Regaining Your Focus. Investing can sometimes feel like a balancing act. You want your assets to grow, but you don't want to expose yourself to too much risk. Allocating assets strategically between equities (also known as stocks) and fixed income (such as bonds) can help balance potential risks and rewards. But as time goes by, the investments in your portfolio may grow at different rates, causing your portfolio to become lopsided. To get your investments back to their original allocation, consider setting up your portfolio to automatically rebalance.

This strategy can sometimes feel like you're letting go of winners and replacing them with losers. But remember, all you're doing is executing the most basic principle of investing: buying low and selling high.

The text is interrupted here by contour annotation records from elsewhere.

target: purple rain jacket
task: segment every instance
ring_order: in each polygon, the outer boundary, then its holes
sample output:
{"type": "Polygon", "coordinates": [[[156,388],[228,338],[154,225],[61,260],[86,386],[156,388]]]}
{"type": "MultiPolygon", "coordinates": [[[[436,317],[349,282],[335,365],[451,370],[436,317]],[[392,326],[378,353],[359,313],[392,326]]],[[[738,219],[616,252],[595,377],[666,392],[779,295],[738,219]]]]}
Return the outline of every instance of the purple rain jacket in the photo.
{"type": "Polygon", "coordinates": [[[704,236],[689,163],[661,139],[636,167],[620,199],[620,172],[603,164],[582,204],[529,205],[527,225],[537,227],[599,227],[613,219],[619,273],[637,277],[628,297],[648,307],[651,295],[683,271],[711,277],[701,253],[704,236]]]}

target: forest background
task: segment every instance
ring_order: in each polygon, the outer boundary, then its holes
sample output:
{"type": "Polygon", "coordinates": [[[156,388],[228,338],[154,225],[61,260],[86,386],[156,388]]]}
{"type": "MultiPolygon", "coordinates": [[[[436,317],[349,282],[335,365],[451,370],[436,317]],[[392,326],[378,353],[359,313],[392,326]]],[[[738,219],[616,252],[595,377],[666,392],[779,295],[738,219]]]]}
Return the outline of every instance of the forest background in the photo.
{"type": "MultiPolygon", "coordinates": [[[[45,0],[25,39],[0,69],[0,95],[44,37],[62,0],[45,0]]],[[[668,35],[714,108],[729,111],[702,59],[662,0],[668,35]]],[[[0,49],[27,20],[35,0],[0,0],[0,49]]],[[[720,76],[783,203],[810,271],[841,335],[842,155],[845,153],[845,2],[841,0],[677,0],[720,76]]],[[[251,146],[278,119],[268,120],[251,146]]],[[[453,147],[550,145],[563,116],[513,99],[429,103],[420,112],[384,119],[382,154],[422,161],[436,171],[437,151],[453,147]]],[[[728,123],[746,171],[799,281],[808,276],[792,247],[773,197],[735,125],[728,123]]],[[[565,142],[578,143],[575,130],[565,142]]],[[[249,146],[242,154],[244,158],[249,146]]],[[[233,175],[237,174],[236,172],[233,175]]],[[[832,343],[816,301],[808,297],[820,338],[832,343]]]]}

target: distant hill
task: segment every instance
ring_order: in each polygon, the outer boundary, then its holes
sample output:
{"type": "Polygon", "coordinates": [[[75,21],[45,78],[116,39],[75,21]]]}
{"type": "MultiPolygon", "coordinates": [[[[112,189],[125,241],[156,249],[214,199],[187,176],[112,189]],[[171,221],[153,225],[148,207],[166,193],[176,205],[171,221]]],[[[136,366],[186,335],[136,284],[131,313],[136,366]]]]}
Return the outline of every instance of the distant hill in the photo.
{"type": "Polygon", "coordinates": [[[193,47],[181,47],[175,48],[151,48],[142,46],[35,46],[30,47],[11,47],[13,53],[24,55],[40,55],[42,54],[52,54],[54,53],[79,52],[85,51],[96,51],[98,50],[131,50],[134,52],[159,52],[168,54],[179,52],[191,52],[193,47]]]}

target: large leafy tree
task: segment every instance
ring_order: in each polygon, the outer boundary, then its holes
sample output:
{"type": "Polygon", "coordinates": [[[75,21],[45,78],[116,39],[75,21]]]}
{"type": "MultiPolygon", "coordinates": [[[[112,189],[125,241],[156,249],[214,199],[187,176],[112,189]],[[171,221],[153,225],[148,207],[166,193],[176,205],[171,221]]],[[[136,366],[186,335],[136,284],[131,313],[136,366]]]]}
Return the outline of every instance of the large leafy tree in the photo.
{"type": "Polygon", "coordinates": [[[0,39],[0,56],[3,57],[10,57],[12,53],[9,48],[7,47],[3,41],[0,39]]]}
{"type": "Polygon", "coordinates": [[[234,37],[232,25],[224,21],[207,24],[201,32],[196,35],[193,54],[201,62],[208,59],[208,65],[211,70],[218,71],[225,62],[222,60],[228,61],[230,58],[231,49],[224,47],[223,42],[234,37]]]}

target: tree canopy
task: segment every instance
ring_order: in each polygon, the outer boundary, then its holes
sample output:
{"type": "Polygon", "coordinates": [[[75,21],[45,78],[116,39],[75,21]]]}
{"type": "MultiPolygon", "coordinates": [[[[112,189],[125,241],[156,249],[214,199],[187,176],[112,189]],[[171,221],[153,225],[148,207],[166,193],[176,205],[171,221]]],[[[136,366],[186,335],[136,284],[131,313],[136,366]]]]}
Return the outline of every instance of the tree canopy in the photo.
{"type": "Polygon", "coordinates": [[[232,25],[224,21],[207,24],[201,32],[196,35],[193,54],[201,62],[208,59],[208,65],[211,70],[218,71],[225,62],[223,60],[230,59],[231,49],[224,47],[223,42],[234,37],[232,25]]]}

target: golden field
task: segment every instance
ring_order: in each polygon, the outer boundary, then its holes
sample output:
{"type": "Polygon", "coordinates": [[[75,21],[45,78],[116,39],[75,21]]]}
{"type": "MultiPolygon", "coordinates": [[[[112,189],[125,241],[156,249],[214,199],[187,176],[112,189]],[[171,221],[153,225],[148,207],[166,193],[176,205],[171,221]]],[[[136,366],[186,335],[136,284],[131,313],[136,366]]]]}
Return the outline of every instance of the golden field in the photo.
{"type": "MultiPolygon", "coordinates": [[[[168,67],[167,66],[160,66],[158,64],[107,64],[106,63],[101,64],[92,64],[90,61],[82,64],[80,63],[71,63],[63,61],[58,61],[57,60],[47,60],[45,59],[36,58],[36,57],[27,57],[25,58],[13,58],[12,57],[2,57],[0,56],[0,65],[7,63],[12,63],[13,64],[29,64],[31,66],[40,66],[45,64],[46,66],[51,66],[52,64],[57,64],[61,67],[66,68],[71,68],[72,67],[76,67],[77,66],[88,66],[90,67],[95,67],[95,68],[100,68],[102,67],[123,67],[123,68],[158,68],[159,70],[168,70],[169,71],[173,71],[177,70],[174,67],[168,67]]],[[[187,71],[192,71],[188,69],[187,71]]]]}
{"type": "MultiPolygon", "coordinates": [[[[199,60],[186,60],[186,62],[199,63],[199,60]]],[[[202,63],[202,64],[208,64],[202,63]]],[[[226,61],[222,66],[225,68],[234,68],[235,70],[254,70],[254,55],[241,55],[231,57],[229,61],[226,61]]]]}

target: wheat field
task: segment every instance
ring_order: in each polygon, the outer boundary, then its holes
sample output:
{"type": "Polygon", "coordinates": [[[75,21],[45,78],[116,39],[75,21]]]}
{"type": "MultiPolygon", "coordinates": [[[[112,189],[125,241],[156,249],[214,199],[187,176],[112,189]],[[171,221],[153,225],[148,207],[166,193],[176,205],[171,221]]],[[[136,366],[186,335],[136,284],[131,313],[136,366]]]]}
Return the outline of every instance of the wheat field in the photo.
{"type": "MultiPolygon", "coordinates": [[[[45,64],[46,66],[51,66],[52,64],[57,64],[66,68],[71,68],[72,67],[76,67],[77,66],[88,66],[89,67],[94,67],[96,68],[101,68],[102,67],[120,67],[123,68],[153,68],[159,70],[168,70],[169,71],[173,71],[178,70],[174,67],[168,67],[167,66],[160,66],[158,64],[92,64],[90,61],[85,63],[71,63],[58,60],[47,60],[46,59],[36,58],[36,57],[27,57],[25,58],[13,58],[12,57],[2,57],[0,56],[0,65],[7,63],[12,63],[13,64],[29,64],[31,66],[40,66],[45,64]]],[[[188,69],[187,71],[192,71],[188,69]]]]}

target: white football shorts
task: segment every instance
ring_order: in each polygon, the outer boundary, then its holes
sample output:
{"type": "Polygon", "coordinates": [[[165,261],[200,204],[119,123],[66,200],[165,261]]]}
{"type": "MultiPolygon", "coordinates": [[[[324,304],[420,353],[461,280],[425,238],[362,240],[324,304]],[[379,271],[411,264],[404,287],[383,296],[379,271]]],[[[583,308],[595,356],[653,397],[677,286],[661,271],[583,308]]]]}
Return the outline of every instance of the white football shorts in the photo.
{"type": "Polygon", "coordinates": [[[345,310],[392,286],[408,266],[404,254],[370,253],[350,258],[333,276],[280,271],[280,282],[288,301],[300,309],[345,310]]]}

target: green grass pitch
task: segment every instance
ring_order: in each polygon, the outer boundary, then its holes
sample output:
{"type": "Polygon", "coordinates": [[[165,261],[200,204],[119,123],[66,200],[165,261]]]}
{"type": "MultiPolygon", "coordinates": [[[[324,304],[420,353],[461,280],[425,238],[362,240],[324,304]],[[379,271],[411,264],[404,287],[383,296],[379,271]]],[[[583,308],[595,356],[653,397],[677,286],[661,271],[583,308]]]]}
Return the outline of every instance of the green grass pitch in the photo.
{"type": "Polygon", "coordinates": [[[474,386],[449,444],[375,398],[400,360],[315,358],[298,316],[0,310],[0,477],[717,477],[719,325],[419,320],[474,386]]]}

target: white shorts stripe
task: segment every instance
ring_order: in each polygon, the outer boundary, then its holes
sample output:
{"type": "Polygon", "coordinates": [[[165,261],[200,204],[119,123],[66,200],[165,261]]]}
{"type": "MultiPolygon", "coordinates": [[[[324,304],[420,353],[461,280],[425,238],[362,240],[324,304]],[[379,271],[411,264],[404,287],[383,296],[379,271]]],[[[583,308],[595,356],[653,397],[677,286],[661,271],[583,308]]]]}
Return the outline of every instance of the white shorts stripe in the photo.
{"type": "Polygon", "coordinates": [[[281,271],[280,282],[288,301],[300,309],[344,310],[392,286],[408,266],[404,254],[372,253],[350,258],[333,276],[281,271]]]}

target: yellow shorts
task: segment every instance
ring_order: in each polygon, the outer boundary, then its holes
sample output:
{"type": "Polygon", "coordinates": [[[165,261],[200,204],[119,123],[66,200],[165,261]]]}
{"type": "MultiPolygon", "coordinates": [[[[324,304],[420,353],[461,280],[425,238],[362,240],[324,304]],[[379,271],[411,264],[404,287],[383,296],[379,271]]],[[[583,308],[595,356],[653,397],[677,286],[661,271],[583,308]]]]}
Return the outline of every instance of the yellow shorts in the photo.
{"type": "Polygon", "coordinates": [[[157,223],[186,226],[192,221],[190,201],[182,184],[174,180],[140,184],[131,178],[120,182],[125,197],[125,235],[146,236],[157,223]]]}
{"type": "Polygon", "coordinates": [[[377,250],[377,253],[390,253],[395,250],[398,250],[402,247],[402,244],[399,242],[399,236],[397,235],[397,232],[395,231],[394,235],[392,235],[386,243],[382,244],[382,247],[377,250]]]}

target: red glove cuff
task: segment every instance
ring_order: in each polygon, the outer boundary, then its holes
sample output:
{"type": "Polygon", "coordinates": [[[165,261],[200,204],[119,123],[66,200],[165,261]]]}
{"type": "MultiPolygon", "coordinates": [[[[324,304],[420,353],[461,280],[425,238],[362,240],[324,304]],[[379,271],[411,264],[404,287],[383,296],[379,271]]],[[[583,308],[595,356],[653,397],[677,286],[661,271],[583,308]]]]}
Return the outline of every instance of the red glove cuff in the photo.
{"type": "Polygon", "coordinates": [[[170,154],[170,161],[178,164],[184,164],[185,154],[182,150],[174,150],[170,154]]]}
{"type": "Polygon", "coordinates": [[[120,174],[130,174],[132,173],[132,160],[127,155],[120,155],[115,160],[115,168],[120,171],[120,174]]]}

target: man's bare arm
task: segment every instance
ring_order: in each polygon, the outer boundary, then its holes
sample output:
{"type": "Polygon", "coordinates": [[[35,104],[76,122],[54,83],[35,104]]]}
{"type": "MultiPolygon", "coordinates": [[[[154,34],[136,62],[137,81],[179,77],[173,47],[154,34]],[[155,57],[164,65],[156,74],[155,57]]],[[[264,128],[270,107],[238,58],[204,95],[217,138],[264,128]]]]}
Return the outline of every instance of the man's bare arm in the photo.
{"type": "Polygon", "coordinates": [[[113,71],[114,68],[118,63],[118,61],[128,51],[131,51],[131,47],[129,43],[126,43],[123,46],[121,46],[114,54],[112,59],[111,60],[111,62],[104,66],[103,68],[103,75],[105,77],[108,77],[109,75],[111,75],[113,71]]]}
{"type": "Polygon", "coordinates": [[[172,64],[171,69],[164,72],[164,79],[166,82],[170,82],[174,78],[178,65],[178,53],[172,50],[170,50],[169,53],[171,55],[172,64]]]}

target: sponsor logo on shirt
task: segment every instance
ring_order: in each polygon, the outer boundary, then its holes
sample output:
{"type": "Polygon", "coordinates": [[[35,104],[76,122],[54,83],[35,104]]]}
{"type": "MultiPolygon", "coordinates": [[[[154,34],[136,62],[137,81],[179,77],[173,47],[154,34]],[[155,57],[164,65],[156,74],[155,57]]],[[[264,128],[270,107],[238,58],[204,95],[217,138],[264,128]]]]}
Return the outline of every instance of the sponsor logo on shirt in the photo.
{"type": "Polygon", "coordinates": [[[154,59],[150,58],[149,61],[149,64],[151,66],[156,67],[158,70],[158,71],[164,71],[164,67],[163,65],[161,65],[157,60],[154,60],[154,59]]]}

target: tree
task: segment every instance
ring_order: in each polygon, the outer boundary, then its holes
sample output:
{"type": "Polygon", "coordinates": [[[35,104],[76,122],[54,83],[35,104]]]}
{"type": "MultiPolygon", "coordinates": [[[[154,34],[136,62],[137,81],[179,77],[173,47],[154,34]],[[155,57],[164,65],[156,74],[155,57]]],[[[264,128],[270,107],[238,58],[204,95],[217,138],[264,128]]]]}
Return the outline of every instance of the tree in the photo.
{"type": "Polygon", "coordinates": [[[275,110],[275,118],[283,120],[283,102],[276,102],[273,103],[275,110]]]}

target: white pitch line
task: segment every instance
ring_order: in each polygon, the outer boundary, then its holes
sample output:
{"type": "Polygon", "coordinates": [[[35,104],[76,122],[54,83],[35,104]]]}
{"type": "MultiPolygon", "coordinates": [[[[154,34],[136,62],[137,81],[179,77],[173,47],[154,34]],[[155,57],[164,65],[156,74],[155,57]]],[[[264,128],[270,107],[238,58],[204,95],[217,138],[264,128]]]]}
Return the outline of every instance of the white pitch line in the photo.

The Benefits of Rebalancing

Electing to automatically rebalance your portfolio at regular intervals — quarterly, semiannually or annually — allows you to realign your investments to reflect your desired asset allocation.

As seen in the accompanying example, the initial $100,000 investment allocated 60% to equities and 40% to fixed income. But after 20 years, the portfolio's allocation had become unbalanced due to market performance. Equities, which inherently carry more risk, accounted for a larger percentage of the portfolio's assets, which may not be in line with the investor's tolerance for risk and long-term objectives. You can see that, had the portfolio been rebalanced quarterly over a 20-year period, risk levels would have remained in line with the original goals — and, perhaps most importantly, the value of the portfolio would've been nearly $12,000 higher.

A Strategy For Staying The Course
Hypothetical infographic for staying the course when investing for retirement.

Source: Lipper, a Thomson Reuters Company. Time periods, reflecting a strong stock market and a strong bond market, respectively, are based on performance of the following indices from 12/31/1996-12/31/2016. Equity performance is represented by the S&P 500®. Fixed Income is represented by the Barclays US Aggregate Bond Index. Indices are unmanaged and not available for direct investment.

Past performance is no guarantee of future results. Chart is for illustrative purposes only and is not representative of the future performance of any particular portfolio or security.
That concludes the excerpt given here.